Sebagai contoh, ia menyoroti kebijakan pembelian BBM bersubsidi yang kini mengharuskan masyarakat mendaftar dan menunjukkan STNK serta KTP di stasiun pengisian bahan bakar (SPBU). “Itu bukan hukum, itu hukuman. Karena hukum itu harusnya mempermudah, bukan mempersulit. Kalau orang mau beli bensin saja harus daftar, harus tunjuk STNK, itu sudah salah arah,” tegasnya. Ia juga menyinggung kebijakan baru yang mewajibkan balik nama dalam jual beli ponsel bekas, yang menurutnya menunjukkan lemahnya arah kebijakan publik.

“Negara lain sudah berpikir bagaimana mengantar manusia ke bulan atau ke planet lain, tapi kita masih disibukkan urusan HP second,” sindirnya disambut tawa para tamu undangan. Lebih jauh, Dr. Muhammad Taufiq, S.H., M.H menilai bahwa negara saat ini telah kehilangan esensi dalam membentuk hukum. Ia menyebut bahwa banyak aturan yang dibuat tidak lagi berpihak pada kepentingan publik, melainkan hanya mengatur warga negara tanpa mengikat penyelenggara hukum itu sendiri.

“Kalau hukum hanya berlaku bagi rakyat, tapi tidak bagi penyelenggara hukum, maka itu bukan hukum. Hukum seharusnya berlaku untuk semua, termasuk mereka yang membuat dan menegakkannya,” jelasnya.

Menurutnya, fenomena tersebut menjadi tanda bahwa negara telah bergeser dari konsep negara hukum ke arah negara aturan — di mana regulasi dibuat hanya untuk menertibkan, bukan menyejahterakan.
“Hari ini negara ini tidak membuat hukum, tapi membuat hukuman. Negara yang banyak membuat hukuman, bukan hukum, adalah negara yang kehilangan akal sehat,” ucapnya dihadapan peserta, Dr. Muhammad Taufiq, S.H., M.H menegaskan bahwa perubahan hukum tidak harus selalu dimulai dari Jakarta. Menurutnya, daerah memiliki ruang dan kemampuan untuk menjadi pelopor reformasi hukum.

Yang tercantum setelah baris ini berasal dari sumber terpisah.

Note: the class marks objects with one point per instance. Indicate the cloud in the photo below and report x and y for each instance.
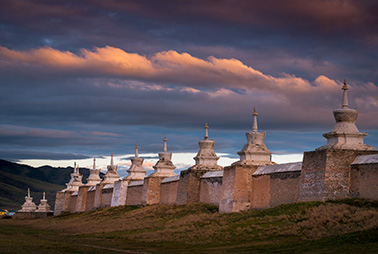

Ia mencontohkan langkah yang dilakukan di Solo, di mana tim hukumnya pernah mengajukan gugatan hak uji materi terhadap kebijakan penjualan pasir ke luar negeri pada 5 Juni 2025 dengan Nomor Gugatan 5 P/HUM/2025. “Dan hasilnya, penjualan pasir ke luar negeri dinyatakan ilegal. Itu artinya, perubahan bisa dimulai dari daerah. Kita tidak harus menunggu pusat untuk berbuat benar,” terangnya
Sebagai penutup, beliau menyerukan pentingnya mengembalikan hukum pada fungsinya sebagai sarana rasionalitas dan keadilan sosial. Ia mengingatkan bahwa hukum yang baik adalah hukum yang menghadirkan kemudahan, bukan kesulitan.

“Yang membuat mudah itu hukum, yang membuat sulit itu hukuman. Kalau kita ingin bangsa ini maju dan cerdas, maka kita harus kembali kepada akal waras,” tandasnya.

Dalam acara tersebut, turut dihadiri Anies Baswedan, Sahrin Hamid selaku ketua umum DPP Gerakan Rakyat, Siti Nur Markesi selaku Ketua DPW Gerakan Rakyat Jateng, dan beberapa pakar ekonom, ketahanan pangan, kesehatan dan hukum turut memberikan tanggapan positif atas pandangan Dr. Taufiq. Mereka menilai kritik yang disampaikan menjadi refleksi penting terhadap praktik penegakan hukum di Indonesia yang kerap kali melenceng dari semangat keadilan sosial bagi seluruh rakyat.